Envoyé spécial à Innsbruck

À Innsbruck, les rues sont droites et le regard cogne invariablement sur les masses montagneuses qui enserrent la capitale du Tyrol. Peut-être a-t-il manqué à la cinquième ville d’Autriche, 190.000 habitants, un écrivain de la trempe de Stendhal et son fameux « Au bout de chaque rue, une montagne », pour ravir à Grenoble le statut de capitale des Alpes. Sans rancune, les deux cités sont jumelées. Cette géographie a toutefois offert à Innsbruck, qui s’ébroue dans la vallée de l’Inn, du nom de la rivière qui la fend pour se jeter dans le Danube (bruck signifiant « pont »), l’opportunité rare d’un double destin olympique, en 1964 puis en 1976. Privilège partagé avec la suisse Saint-Moritz et l’américaine Lake Placid.

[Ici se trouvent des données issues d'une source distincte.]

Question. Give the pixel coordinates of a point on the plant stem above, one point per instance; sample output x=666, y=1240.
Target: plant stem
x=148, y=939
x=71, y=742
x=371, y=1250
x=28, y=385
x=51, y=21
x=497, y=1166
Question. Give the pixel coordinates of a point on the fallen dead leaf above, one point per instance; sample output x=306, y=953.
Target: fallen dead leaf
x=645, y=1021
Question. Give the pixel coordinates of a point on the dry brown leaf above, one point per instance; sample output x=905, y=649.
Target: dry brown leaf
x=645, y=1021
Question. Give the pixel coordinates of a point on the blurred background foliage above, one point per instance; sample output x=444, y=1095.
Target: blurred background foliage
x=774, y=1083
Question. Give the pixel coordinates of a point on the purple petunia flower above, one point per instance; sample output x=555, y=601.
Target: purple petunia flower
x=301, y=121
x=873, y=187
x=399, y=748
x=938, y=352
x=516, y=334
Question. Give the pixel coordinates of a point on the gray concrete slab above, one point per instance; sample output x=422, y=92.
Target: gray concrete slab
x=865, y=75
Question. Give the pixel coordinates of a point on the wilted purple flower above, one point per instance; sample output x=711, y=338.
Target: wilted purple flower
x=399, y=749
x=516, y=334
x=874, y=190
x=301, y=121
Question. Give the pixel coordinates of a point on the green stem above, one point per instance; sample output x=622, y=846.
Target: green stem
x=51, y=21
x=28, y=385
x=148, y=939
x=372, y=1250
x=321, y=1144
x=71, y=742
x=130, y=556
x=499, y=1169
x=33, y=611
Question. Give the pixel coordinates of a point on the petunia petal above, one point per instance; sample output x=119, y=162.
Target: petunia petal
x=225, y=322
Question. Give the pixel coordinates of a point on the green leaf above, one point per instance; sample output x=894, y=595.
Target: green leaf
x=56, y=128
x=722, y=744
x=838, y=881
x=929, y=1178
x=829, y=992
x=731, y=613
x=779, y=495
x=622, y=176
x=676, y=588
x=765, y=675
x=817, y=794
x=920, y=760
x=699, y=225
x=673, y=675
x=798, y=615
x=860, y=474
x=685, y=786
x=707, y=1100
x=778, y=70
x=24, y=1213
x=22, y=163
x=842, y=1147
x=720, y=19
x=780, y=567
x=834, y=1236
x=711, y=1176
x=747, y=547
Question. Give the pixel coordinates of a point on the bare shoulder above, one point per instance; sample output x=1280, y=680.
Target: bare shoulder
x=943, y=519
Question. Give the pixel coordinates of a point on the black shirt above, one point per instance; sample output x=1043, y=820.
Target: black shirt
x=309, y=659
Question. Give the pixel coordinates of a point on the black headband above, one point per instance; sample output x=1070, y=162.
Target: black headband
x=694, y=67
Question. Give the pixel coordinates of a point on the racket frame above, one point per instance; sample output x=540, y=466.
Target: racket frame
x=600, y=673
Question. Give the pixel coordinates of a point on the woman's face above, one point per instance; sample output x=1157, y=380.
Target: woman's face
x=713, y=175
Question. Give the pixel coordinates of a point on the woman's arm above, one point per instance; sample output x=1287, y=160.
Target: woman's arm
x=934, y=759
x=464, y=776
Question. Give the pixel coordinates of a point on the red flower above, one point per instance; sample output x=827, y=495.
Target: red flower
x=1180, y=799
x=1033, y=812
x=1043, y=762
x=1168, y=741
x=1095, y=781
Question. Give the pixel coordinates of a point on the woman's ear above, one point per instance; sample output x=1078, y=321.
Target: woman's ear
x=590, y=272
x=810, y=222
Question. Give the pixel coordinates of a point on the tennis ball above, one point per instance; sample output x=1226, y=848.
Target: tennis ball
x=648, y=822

C’est dire si Innsbruck, ville où les citadins sont aussi des montagnards, s’affirme comme une destination internationale de sports d’hiver. Elle n’est pas une station à proprement parler, comme ses voisines Sankt Anton ou Kitzbühel. Mais, et c’est l’un des legs principaux de l’épopée olympique, elle a structuré la desserte en transports en commun des 13 stations environnantes, devenus des pôles touristico-sportifs. Depuis le charmant cœur médiéval où les Habsbourg avaient leurs habitudes dès la Renaissance, les skieurs de toutes obédiences empruntent tramways, bus ou funiculaire pour une grimpette d’une quarantaine de minutes.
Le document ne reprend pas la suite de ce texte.